The leisure lake at Montaigu-du-Quercy has supervised swimming, canoe-kayaks, pedalos and other activities, from mid May to mid September. The weekly market is on Saturday.

In Montpezat-de-Quercy you can see superb Flemish tapestries and other artworks from 14th – 16th centuries at the Collegiale St-Martin.

Cahors, the departmental capital of Lot, has plenty of shops and restaurants and there are a variety of entertainments and special events throughout the summer. Visit the most beautiful bridge in France, Pont du Valentré, and explore the well-preserved medieval town and ruins of the old Roman wall.  Here and on the Tarn are opportunities to go canoeing, fishing or boating. There is a water park with lots of fun for children. Youpi Parc in Cahors is an indoor play space for children up to 12 years old, which can make a fun outing on a wet day. During mid July to mid August, a beach is created on the bank of the river Lot, by the Louis Philippe bridge, with supervised swimming, games and inflatables, together with a picnic area.

Cahors has an excellent Wednesday market and a covered market all days, as well as hypermarkets Leclerc and Carrefour. Mid July is the time for the Cahors Blues Festival which sees local and international musicians performing in a range of venues, some of which are free.

It is worth while taking a trip to visit the Grotte du Pech-Merle, with its spectacular limestone formations and 25000 year old original cave paintings (prior reservation essential) and St Cirq Lapopie village, which perched on a clifftop some 300-400 feet above the Lot river, is quaint with good shops and restaurants.

Also visit the Lot’s second largest town, Figeac.
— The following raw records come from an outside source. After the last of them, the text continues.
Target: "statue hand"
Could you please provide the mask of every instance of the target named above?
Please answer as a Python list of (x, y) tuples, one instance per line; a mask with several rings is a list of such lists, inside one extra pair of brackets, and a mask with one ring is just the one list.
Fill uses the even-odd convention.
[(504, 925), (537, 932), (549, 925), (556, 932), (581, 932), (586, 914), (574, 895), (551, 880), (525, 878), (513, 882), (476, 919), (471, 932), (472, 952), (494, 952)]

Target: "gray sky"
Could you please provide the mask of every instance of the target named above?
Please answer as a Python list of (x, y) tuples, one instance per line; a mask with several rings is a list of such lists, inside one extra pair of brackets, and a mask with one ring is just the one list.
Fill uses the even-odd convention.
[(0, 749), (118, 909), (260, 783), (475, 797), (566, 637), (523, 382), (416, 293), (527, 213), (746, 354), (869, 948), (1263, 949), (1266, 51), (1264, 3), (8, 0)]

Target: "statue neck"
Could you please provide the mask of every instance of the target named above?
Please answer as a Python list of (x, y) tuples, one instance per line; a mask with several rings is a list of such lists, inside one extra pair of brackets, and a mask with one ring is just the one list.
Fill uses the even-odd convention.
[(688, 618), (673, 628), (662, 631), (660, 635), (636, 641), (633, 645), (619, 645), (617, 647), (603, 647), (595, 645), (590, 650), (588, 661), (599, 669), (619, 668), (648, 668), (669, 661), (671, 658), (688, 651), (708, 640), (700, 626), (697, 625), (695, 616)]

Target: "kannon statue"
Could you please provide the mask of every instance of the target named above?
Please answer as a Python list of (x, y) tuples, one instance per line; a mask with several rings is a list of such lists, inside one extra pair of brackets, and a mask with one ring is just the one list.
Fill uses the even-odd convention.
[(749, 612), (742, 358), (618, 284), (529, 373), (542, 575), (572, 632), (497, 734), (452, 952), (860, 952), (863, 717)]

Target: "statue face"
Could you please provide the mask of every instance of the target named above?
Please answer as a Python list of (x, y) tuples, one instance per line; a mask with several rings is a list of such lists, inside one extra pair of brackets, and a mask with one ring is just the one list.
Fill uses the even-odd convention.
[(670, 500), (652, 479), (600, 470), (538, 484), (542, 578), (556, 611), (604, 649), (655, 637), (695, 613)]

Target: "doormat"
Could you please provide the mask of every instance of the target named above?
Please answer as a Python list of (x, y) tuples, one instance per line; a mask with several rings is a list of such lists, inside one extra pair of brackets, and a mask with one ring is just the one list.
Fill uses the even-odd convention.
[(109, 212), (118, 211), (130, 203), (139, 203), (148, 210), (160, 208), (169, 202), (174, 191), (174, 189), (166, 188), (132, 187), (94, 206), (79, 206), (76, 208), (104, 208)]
Within its charming twisting medieval streets you will find the Musée Champollion, dedicated to the man who cracked the heiroglyphic code.

A must do with our grandchildren is a visit to the Aquarium du Perigord Noir, where you can see, feed and touch huge freshwater fish, alligators, turtles, lizards and snakes.

The Parc Animalier de Gramat has wide range of different animals to see in large open enclosures and the opportunity to feed monkeys.

Situated to the south western edge of the department of Lot, we are also close to the departments of Lot-et-Garonne and Tarn-et-Garonne. Good day trips would include visiting some of the Bastide towns such as Cordes-sur-CielMontpazier and Domme. Combined with exploration of chateaux, vineyards and the Dordogne or Lot rivers, you are really spoilt for choice.

In MONTAUBAN, capital of Tarn-et-Garonne, you can visit the Musée Ingres, which houses paintings by the locally born artist to whom it is dedicated. Montauban also hosts a Jazz festival.

In MOISSAC, visit the Romanesque Abbey of St Pierre which is said to be one of the finest examples of medieval French sculpture, with wonderful decoration both inside and out and impressive cloisters. With a huge market square and covered market, this lively town straddles the river Garonne and the Canal Entre deux Mers, so it is lovely for a day out.

The nearby viewpoint at Boudou gives a wonderful view over the confluence of the Garonne and Tarn rivers and the lake at St Nicolas-de-la-Grave, where you can hire boats, kayaks or pedalos, go swimming or fishing, or enjoy bird-watching.

The region of Midi Pyrenees has many splendid places to visit. Toulouse, home of Airbus industries, has a superb undercover market – the Victor Hugo, good streetscapes and quality shops and restaurants.

Longer day trips that we recommend include: a visit to Rocamadour (one of the 3 most visited places in France) – combined with a visit to Chateau Montal near St Cere or the soaring eagles and other birds of prey at Rocher des Aigles; Millau Viaduct, the stunning modern design by Norman Foster; Dune du PylaBordeaux.

This is just a sample of the attractions you can visit when staying at Berty. It is always worth visiting the local Tourist Offices to find out about local events and places of interest, which are far too numerous to mention here.